Butterfiel­d and his crew were also called in to install oxygen tanks for 68 beds at the Central Park field hospital, working for “two days” under “rainy” “horrible” conditions “in the dark.”

He also put in the lifesaving oxygen tanks for 300 beds at Columbia University’s Baker Field makeshift hospital in upper Manhattan — and was called to Mount Sinai Morningsid­e when it ran out of oxygen on the ninth floor.

Butterfiel­d worked 14 to 15 hours a day until the job was done.

“Most of the patients [hospitals] have there now for COVID-19 need oxygen to help them recover, and it’s very important it’s installed correctly,” the plumber said.

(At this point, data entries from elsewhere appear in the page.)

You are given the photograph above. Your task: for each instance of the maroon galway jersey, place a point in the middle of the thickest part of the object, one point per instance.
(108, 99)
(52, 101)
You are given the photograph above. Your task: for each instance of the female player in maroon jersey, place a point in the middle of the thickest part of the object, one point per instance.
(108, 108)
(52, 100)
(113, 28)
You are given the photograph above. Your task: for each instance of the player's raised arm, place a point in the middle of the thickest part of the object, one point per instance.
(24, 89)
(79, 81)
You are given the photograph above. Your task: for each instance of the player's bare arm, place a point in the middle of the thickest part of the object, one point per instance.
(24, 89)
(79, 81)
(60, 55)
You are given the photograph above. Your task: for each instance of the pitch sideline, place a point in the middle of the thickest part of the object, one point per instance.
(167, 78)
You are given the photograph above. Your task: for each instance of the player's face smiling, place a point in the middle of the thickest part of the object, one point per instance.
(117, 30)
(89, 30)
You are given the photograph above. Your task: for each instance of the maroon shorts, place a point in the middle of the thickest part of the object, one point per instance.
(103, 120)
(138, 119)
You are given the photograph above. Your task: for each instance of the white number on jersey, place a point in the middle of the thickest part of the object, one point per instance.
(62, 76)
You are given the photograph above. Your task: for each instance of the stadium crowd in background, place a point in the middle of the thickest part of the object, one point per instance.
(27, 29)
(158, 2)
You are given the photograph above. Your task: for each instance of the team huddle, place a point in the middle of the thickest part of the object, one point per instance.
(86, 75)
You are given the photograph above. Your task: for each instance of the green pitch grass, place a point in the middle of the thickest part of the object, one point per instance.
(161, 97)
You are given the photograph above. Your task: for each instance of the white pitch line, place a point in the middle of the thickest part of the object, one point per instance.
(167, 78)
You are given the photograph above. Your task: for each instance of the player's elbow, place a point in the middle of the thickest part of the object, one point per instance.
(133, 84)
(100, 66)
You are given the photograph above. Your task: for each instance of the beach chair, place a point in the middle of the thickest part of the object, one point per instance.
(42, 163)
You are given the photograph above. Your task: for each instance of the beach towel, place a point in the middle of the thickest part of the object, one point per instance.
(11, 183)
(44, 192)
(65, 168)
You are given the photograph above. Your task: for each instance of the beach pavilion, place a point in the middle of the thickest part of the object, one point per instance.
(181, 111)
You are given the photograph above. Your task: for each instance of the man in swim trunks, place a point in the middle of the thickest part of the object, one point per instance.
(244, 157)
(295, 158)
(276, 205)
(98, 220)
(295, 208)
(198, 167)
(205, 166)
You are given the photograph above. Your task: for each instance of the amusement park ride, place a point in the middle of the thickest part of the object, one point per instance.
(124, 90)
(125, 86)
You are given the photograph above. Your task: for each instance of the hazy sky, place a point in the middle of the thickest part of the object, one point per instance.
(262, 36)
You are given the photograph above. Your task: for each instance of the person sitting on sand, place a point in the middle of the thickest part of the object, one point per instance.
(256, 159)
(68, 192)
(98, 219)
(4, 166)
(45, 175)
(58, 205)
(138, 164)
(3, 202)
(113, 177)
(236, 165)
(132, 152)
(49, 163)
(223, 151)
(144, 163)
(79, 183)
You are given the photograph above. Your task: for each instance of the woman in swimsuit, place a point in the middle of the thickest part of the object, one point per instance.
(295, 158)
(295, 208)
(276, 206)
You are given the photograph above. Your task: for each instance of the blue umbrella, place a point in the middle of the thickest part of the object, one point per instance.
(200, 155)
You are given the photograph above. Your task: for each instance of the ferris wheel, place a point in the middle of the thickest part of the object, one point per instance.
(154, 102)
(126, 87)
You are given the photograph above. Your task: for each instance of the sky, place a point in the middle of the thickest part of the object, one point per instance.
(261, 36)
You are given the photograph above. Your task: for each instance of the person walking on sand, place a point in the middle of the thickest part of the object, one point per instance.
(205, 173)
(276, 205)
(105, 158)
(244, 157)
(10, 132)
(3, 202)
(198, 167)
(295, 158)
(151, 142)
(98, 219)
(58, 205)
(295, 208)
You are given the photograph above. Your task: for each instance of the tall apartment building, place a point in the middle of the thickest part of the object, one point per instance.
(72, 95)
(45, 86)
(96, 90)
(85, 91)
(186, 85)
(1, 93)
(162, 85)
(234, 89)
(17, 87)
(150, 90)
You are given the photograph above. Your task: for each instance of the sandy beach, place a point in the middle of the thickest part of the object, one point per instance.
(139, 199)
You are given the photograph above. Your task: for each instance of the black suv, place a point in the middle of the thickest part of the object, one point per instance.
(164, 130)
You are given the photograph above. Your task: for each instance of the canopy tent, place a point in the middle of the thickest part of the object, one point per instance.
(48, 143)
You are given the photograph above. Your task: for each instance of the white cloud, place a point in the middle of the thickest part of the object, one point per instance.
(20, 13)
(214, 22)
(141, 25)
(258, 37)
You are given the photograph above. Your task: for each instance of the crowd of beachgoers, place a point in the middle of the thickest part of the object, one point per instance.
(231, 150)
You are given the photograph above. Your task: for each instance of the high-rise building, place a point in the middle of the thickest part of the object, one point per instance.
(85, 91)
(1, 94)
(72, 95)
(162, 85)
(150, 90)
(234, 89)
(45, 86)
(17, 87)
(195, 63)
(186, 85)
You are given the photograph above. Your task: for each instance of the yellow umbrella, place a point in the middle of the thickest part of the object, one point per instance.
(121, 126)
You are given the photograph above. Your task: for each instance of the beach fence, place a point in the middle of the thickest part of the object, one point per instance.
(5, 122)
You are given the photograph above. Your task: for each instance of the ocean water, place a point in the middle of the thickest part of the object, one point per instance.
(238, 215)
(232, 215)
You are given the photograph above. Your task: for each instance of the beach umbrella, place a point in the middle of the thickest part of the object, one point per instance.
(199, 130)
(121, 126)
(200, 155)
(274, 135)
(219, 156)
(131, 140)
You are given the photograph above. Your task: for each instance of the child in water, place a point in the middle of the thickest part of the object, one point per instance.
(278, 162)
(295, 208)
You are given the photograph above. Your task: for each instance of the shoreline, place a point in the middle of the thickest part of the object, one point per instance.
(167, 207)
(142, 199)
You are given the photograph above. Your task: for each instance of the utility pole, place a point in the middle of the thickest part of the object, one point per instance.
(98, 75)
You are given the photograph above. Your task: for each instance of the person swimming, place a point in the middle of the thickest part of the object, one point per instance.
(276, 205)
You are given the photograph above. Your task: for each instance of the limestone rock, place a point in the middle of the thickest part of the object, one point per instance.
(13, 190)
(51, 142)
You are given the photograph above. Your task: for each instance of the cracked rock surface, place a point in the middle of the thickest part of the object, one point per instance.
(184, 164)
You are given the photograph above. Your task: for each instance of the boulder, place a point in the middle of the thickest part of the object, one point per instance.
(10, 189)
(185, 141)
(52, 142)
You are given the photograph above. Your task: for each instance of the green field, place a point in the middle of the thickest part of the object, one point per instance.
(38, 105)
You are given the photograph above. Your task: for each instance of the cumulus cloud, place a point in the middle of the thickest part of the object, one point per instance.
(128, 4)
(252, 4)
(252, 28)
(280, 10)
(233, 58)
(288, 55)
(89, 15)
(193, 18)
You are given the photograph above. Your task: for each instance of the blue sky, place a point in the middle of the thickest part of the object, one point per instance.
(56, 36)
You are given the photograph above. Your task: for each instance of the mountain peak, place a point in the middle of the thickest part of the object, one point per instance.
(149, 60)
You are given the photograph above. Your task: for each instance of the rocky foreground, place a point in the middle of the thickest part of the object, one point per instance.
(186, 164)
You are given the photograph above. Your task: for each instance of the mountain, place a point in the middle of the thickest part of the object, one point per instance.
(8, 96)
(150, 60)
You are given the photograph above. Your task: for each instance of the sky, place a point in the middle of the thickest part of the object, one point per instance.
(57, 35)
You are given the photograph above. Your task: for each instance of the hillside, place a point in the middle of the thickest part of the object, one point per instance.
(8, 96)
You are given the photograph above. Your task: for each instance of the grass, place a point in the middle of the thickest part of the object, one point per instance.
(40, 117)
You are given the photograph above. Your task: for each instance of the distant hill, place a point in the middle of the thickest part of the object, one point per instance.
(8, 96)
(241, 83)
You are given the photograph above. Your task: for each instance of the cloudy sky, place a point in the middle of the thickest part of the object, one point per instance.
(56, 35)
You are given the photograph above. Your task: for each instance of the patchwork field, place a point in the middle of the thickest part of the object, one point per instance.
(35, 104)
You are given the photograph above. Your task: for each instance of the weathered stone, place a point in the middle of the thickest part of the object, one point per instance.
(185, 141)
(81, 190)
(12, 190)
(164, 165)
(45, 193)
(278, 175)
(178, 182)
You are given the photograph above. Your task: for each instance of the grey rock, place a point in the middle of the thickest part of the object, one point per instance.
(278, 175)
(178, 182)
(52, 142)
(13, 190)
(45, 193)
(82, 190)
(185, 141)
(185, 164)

“We use special pipes designed for oxygen and the insulation. Everything has to be clean and sterile so it doesn’t compromise the oxygen gas. They can’t have any contaminan­ts in the piping system.”

Butterfiel­d, who is in business with his father at plumbing company Fred J. Riehm, said that when he was first asked to do work for the city hospitals, he thought “holy s--t!”

“Not all my guys wanted to work because they were afraid. I had a handful of guys that stuck with me, though,” Butterfiel­d said.

“I am a hands-on guy — you gotta be a leader and be out there with them. You can’t expect them to do it when they’re not going to do it.”